Le document de 28 pages aborde cette question sous de nombreux aspects. De nombreux chiffres sont avancés.

Le taux d’accès à la formation continue des moins qualifiés est près de trois à quatre fois moindre que celui des plus qualifiés. Les écarts se renforcent même lorsque l’on observe la durée des formations suivies. Les titulaires de contrat à durée indéterminée (CDI) se forment davantage que les titulaires de contrats courts. Les entreprises des secteurs à haute technologie et les plus innovantes entretiennent davantage les compétences de leurs salariés. Ce sont ceux qui ont le plus d’ancienneté qui se forment davantage.

Ce sont les cadres, les plus forts niveaux de qualification et les salariés des plus grosses entreprises qui bénéficient le plus de formations. Il n’y pas d’écarts d’accès en moyenne à la formation entre hommes et femmes. Mais les ouvrières et les employées accèdent moins à la formation que leurs homologues masculins et c’est l’inverse pour les cadres ou professions intermédiaires.

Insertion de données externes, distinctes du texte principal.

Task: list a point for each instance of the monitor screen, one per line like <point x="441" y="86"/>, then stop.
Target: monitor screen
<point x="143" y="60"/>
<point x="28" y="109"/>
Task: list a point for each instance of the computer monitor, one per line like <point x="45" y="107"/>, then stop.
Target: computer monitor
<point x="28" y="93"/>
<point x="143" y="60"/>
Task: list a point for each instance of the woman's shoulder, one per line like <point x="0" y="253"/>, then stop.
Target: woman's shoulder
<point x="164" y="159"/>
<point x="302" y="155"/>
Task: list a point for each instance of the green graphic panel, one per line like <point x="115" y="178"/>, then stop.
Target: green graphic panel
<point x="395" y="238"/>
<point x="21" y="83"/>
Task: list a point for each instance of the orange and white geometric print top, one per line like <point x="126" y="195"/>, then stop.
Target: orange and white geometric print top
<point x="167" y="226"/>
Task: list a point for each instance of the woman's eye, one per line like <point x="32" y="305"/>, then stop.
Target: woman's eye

Le document précise que les mesures, pour abaisser le chômage, prennent essentiellement la forme d’un abaissement du coût du travail et font peu intervenir la formation. Ainsi, chez les adultes, les publics prioritaires des politiques d’emploi et de formation sont les chômeurs de longue durée et les allocataires de minima sociaux, plutôt que les chômeurs peu ou pas qualifiés. La question de l’insertion des non qualifiés est partiellement renvoyée aux dispositifs généraux d’allégement des charges sur les bas salaires, qui visent à stimuler la demande de travail plutôt qu’à élever les niveaux de qualification.

Si les chômeurs faiblement qualifiés concrétisent moins leur projet de formation, c’est en partie parce qu’ils n’ont pas fait les démarches pour entrer en formation : c’est le cas de 39 % des non-qualifiés et de 27 % des peu qualifiés, contre 10 % des chômeurs ayant le bac.

Les jeunes réfractaires à la formation ont intégré l’idée que la qualification est inutile, ne résoudra pas leurs problèmes d’accès à l’emploi, souvent à la suite d’un rejet de leur passage à l’école. D’autres sont moins formels dans leur rejet, mais leur passivité devant les opportunités qui se présentent produit un résultat identique.

Sur la base des premiers résultats, force est de constater que l’accès des moins qualifiés à la VAE reste encore minoritaire. Pourtant, les titres ou diplômes acquis par VAE aux ministères chargés de l’action sociale ou de l’emploi s’adressent essentiellement aux publics les moins qualifiés. Ils concernent en effet essentiellement les métiers d’assistance aux personnes âgées, aux enfants ou personnes handicapées. En revanche, les Ministères de l’Education Nationale et de l’Agriculture ont orienté davantage leur action au niveau du BTS.